“ O país não precisa de quem diga o que está errado; precisa de quem saiba o que está certo”
10 de Junho de 2019. Neste dia do aniversário da morte de uma figura incontornável da literatura portuguesa, Luis Vaz de Camões, faz uma semana que o país se despediu de outra, Agustina Bessa – Luís.
Mulher do Norte na acepção habitual da palavra: controversa, directa, sem papas na língua e que por isso nos deixa um legado tão rico em expressão oral como escrita.
Podia fazer uma dissertação pseudo intelectual sobre Agustina, escritora que chegou a viver durante a sua infância em Águas santas na Maia e por isso também é um bocadinho nossa. Passava aqui em revista a sua obra que, na realidade, desconheço quase por completo. Assumo-o sem pejo.
“Poucos são os que me lêem, mas muitíssimo mais os que me conhecem” disse ela um dia. Tenho que concordar. Quantos dos que lhe prestaram tributo eram verdadeiramente entendidos na sua criação literária?
Agustina não era para todos. Tinha livros peculiares. De uma complexidade e densidade profunda. Escreveu o romance que deu origem a um dos filmes da minha vida, o clássico de Manoel de Oliveira “ Vale Abraao”, que superou a obra literária – caso raro nas adaptações cinematográficas no geral diga-se -, principalmente pela dificuldade de transposição das ideias da autora para a tela. O realizador fê-lo com vários livros de Agustina mas não voltou a ter o mesmo brilhantismo do que a contar a história de Ema.
Por outro lado Agustina tinha comentários tão acutilantes como “O país não precisa de quem diga o que está errado; precisa de quem saiba o que está certo” frase citada repetidamente durante a semana nas redes sociais e que carreguei comigo, pela sua actualidade e pertinência. Numa altura de abstenção politica, apatia social, letargia emocional, nunca estas palavras fizeram tanto sentido.
Proliferam casos de corrupção em várias áreas e quadrantes. Abundam hatters de sofá, que destilam critica escondidos atrás de um ecrã de telemóvel ou computador. Procura-se incansavelmente o defeito no outro que o desfeia, ao invés de exaltar as suas qualidades que embelezam. E assim as pessoas afastam-se umas das outras. Assistimos ao primado da forma sobre o conteúdo. Focamo-nos no acessório e desviamo-nos do essencial.
Os exercícios de retórica são mais valorizados do que a mensagem. Esta por sua vez não é ouvida se não for apresentada através de uma bela oratória.
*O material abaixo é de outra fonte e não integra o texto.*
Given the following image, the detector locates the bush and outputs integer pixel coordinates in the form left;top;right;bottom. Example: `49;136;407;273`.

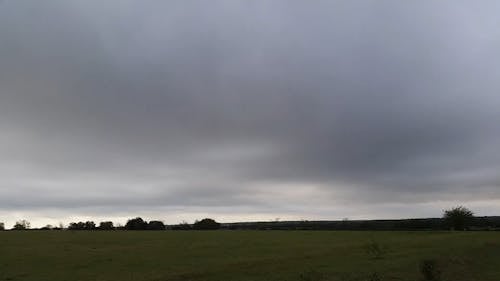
420;259;441;281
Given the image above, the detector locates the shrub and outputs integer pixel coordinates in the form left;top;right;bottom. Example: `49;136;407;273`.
419;259;441;281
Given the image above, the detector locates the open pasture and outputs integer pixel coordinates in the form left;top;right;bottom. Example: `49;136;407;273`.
1;231;499;281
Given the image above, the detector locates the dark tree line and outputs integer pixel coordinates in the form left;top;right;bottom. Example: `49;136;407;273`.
0;217;223;231
68;221;97;230
1;207;497;231
65;218;167;231
99;221;114;230
124;217;166;230
170;218;221;230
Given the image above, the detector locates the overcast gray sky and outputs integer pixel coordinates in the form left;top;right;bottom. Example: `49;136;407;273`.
1;1;500;227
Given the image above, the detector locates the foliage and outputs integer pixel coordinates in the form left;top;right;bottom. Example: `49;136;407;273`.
0;222;4;231
99;221;115;230
147;220;166;230
443;206;474;230
125;217;149;230
68;222;84;230
68;221;96;230
13;219;30;230
85;221;96;230
193;218;220;230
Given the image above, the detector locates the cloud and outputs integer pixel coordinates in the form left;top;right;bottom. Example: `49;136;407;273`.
1;1;500;227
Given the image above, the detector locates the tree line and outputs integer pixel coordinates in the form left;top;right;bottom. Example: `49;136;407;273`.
1;207;498;232
0;218;221;231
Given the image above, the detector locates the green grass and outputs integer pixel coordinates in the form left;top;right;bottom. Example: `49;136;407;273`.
0;231;499;281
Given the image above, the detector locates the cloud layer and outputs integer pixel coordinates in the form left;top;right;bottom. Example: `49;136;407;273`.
1;1;500;227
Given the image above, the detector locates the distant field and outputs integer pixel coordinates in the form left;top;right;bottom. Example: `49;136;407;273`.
1;231;499;281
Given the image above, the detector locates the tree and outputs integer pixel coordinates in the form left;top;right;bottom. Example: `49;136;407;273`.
67;221;96;230
13;220;30;230
125;217;148;230
68;222;85;230
443;206;474;230
0;222;4;231
193;218;220;230
148;220;166;230
84;221;96;230
99;221;115;230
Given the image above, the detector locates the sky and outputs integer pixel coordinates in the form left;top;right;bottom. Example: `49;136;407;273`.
1;1;500;228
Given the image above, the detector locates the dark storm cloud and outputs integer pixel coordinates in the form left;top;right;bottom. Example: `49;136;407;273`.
1;1;500;225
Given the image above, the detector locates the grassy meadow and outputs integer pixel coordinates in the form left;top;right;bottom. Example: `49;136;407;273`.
1;231;499;281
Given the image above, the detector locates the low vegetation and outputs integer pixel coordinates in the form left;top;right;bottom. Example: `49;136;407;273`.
0;231;499;281
419;259;441;281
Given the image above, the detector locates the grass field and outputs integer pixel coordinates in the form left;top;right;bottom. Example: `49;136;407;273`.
1;231;499;281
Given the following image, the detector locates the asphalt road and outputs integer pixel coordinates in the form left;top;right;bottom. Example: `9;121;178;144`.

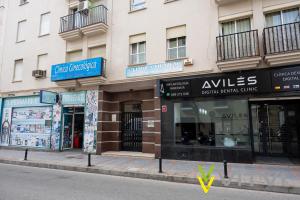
0;164;299;200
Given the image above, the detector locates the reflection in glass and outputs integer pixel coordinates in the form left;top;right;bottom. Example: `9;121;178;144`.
174;99;250;148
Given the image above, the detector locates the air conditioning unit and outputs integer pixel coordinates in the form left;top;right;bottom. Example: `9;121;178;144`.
32;70;46;79
183;58;193;66
78;0;91;11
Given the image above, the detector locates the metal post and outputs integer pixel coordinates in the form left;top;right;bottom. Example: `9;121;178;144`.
24;148;28;161
224;160;228;179
88;153;91;167
159;157;162;173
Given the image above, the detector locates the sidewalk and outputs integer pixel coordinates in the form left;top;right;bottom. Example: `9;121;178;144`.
0;149;299;195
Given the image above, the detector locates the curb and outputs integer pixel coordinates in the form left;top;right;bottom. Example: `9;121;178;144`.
0;159;299;195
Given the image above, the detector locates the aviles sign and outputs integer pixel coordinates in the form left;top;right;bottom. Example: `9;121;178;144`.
199;75;259;95
202;76;257;89
51;57;103;81
160;70;271;98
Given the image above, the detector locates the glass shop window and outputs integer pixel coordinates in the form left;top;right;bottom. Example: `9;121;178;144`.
174;99;250;148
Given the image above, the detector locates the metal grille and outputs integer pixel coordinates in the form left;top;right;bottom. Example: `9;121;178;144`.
216;30;260;62
59;5;108;33
121;112;143;152
264;22;300;55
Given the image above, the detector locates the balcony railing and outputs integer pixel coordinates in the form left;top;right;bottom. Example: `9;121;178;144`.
59;5;108;33
216;30;260;62
264;21;300;55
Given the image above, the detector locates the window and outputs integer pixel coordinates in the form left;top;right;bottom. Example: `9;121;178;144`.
167;37;186;60
66;50;82;62
264;8;300;54
88;45;106;59
37;54;48;70
220;18;253;60
174;99;250;148
130;42;146;65
130;0;145;11
16;20;26;42
221;18;251;35
265;8;300;27
13;59;23;82
39;12;50;36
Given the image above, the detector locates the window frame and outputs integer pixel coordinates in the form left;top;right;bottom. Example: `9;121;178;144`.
39;12;51;37
130;0;146;12
37;53;48;70
13;59;23;82
167;36;186;60
16;20;26;43
129;41;146;65
265;7;300;27
220;17;252;35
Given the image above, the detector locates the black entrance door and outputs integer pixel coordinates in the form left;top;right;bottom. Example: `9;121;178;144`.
251;101;300;158
121;112;143;152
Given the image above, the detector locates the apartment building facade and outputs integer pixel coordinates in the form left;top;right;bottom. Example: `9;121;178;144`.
0;0;299;163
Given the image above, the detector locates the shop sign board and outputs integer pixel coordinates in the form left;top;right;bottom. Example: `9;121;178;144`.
40;90;58;104
271;66;300;92
51;57;103;81
3;96;44;108
160;70;272;98
61;91;86;105
126;61;183;78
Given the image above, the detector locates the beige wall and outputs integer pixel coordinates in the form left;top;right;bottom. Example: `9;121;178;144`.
0;0;67;95
0;0;300;95
108;0;219;83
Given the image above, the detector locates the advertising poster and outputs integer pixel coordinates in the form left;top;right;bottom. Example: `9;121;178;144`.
0;108;12;146
51;104;62;150
10;107;53;148
84;90;98;153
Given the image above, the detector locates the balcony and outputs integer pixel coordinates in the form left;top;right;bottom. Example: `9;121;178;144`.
59;5;108;41
264;21;300;66
216;30;261;72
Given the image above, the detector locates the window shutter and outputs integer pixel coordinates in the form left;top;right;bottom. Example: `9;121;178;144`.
66;50;82;62
129;33;146;44
166;25;186;39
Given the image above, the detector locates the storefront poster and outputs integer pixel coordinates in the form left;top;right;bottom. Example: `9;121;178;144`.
272;66;300;92
10;107;52;148
84;90;98;153
0;108;12;146
51;104;62;150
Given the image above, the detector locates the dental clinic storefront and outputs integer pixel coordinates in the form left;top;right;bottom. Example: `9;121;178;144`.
0;57;104;153
160;66;300;163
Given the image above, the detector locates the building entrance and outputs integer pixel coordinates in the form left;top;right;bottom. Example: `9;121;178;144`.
121;102;143;152
62;107;85;150
251;101;300;160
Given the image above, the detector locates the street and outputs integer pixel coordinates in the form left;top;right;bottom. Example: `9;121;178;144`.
0;164;298;200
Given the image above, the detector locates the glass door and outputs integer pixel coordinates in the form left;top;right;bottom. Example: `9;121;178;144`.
251;103;293;156
62;113;73;150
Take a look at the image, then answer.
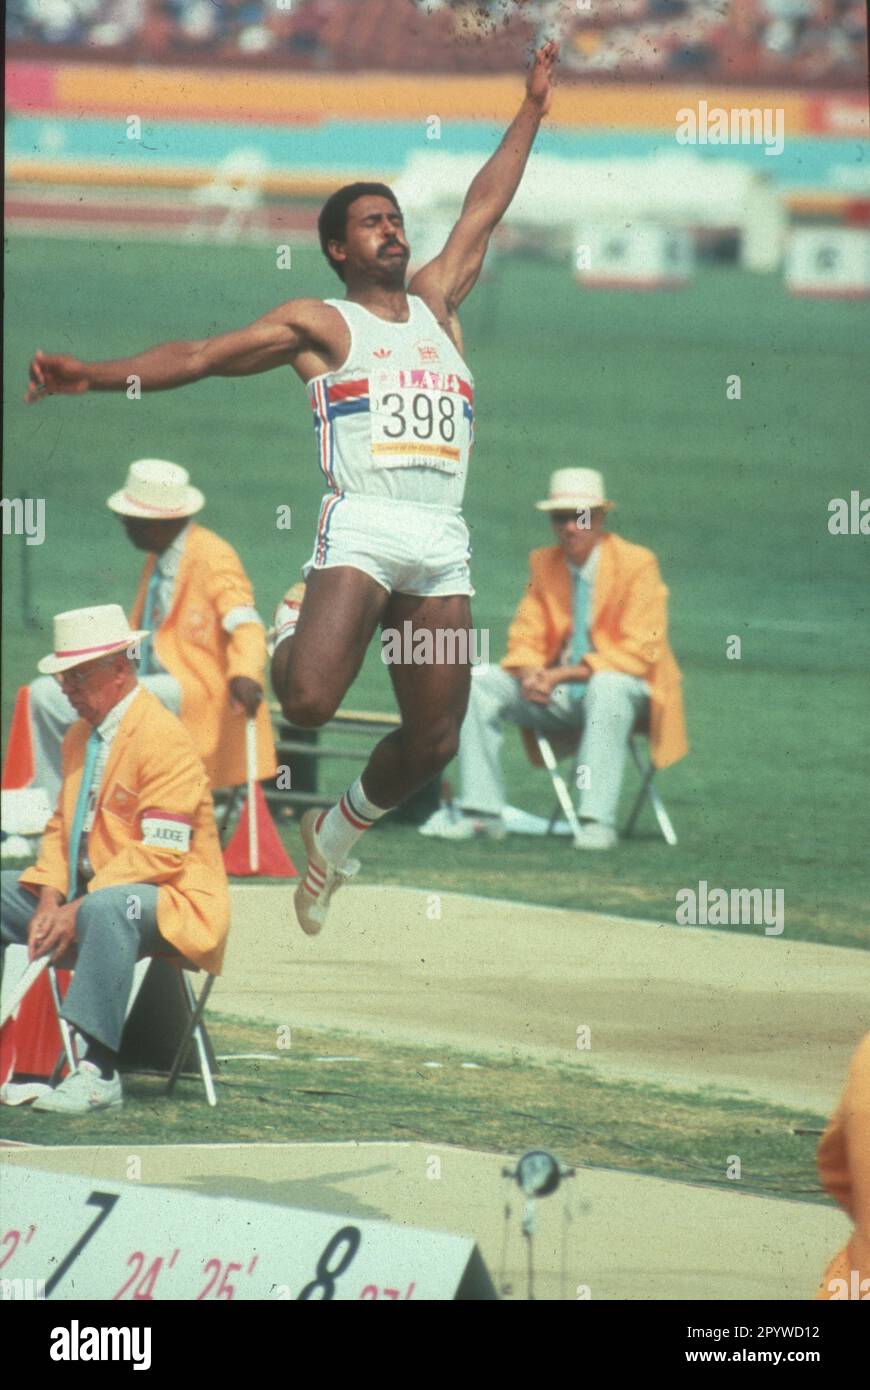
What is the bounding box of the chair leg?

E são tão raros os que conseguem conciliar ambos. Muitos apontam direcções. Tão poucos sabem o caminho… Na verdade os que mais apontam são os que menos sabem. É assim desde o princípio dos tempos. O “só sei que nada sei” como principio para a busca incessante pelo conhecimento está a cair em desuso. Nos primórdios a “Verdade” era vista como inalcançável, agora todos são donos dela.
Hoje a generalidade julga saber mais do que na realidade sabe e esse é o primeiro passo para não se saber coisa alguma.
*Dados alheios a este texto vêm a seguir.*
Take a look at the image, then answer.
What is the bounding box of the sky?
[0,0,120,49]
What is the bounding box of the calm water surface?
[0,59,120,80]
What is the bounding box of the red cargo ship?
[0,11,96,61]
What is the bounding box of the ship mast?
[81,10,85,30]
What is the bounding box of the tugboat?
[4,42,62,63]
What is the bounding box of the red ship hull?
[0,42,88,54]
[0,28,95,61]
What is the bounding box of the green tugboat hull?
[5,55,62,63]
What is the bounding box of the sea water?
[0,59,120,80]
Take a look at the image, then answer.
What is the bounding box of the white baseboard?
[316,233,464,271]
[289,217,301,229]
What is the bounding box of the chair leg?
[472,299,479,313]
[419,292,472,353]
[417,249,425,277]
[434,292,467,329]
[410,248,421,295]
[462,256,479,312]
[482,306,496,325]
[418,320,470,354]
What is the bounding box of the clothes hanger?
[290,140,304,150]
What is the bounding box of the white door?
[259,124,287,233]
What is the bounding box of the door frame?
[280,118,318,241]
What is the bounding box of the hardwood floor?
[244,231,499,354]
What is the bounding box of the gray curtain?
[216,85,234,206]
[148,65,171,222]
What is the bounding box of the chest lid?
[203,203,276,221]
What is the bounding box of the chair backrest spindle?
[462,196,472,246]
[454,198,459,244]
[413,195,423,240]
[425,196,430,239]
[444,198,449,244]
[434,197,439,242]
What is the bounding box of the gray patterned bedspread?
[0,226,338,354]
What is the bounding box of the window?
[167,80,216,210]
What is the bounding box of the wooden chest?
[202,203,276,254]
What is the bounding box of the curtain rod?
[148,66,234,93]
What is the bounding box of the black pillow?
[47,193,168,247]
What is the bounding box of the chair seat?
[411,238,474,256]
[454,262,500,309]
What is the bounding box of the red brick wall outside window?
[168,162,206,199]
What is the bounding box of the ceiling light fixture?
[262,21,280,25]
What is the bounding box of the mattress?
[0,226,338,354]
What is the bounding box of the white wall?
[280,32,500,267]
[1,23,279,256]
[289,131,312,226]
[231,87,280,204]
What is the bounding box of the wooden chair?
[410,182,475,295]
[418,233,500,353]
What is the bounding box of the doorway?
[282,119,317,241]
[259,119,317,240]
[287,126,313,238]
Neste dia de Camões escrevo-vos sobre uma vencedora do prémio homónimo, referência que premeia o contributo para o enriquecimento do património cultural lusófono.
No dia de Portugal cito uma frase da aludida autora que traduz o sentimento de queixume e vitimização tão tipicamente nacional.
No dia em que se celebram também as comunidades portuguesas escrevo-vos de uma nossa ex-colónia, onde a herança colonial ainda se encontra bem enraizada nas mentes dos seus habitantes.
Portugal de feitos enormes mas de espirito cada vez mais pequenino. Onde os poucos que sabem o que está certo não estão nos locais certos. Agustina era das poucas que estava. E cumpriu o seu desígnio. Sem ela a literatura não fica mais pobre porque as obras, ao contrário do ser humano, são imortais. Assim como a tradição de um povo e a história de uma pátria. A nossa nação valente e imortal… Honremo-la!